IL MANDANTE E IL COMMERCIALISTA. Successivamente, messo alle strette dagli agenti, aveva invece riferito che, trovandosi in gravi difficoltà economiche, intorno a fine agosto 2012, era stato contattato dal suo commercialista, Victor Z., che gli aveva proposto un lavoretto facile, presentandogli anche il mandante, un "tale Luca” (nome quindi fasullo di Claudio Z.), che gli aveva chiesto di incendiare il locale di Rubano, senza spiegarne i motivi e che era disposto a pagarlo 1000 euro. Seguirono così tra l'incaricato a fare il "lavoro sporco" e il mandante una serie di incontri e contatti in luoghi sempre diversi: al centro commerciale “Le Brentelle”, al casello autostradale di Terme Euganee, nel parcheggio dello studio del commercialista a Montegrotto. Il tutto fino al 28 settembre, quando "Luca" diede l’ordine di agire. L'incaricato, Stefano B., a questo punto decise di avvalersi della collaborazione di Antonio C., anche lui in difficoltà economiche, e siccome occorreva arrampicarsi sul tetto del bar per versare la benzina dal lucernaio, operazione abbastanza rischiosa, i due arruolarono  per una manciata di spiccioli anche l’algerino, Mohamed B.

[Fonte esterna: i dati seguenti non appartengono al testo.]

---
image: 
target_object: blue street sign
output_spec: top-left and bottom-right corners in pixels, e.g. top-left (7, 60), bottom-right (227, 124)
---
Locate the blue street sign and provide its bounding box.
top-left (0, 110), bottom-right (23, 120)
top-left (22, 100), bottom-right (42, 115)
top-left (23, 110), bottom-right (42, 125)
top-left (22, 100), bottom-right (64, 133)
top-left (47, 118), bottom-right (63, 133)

IL MOVENTE. A seguito delle analisi di tutte le tracce lasciate dalla telefonia mobile, gli investigatori mostrano a Stefano B. una serie di foto  fino a che non riconosce "Luca" in Claudio Z., il perito informatico mandante dell'incendio. Da ulteriori indagini emerge che quest'ultimo, cliente fisso del bar Oasi, nonché conoscente dei titolari, per qualche oscuro motivo, ad oggi ancora ignoto, viene messo in contatto dal suo amico commercialista con Stefano B. che sa essere bisognoso di contante poiché esposto con diversi creditori. La premeditazione del perito è fredda e lucida tanto da preoccuparsi di usare schede telefoniche intestate a terzi non a lui riconducibili per mantenere i contatti con Stefano B. Dopo l’incendio era stato il commercialista a mettere in allerta quest'ultimo sul fatto che probabilmente era stato scoperto in quanto una macchina come la sua era stata vista da testimoni allontanarsi dopo l’esplosione e gli consigliava di nascondersi o scappare.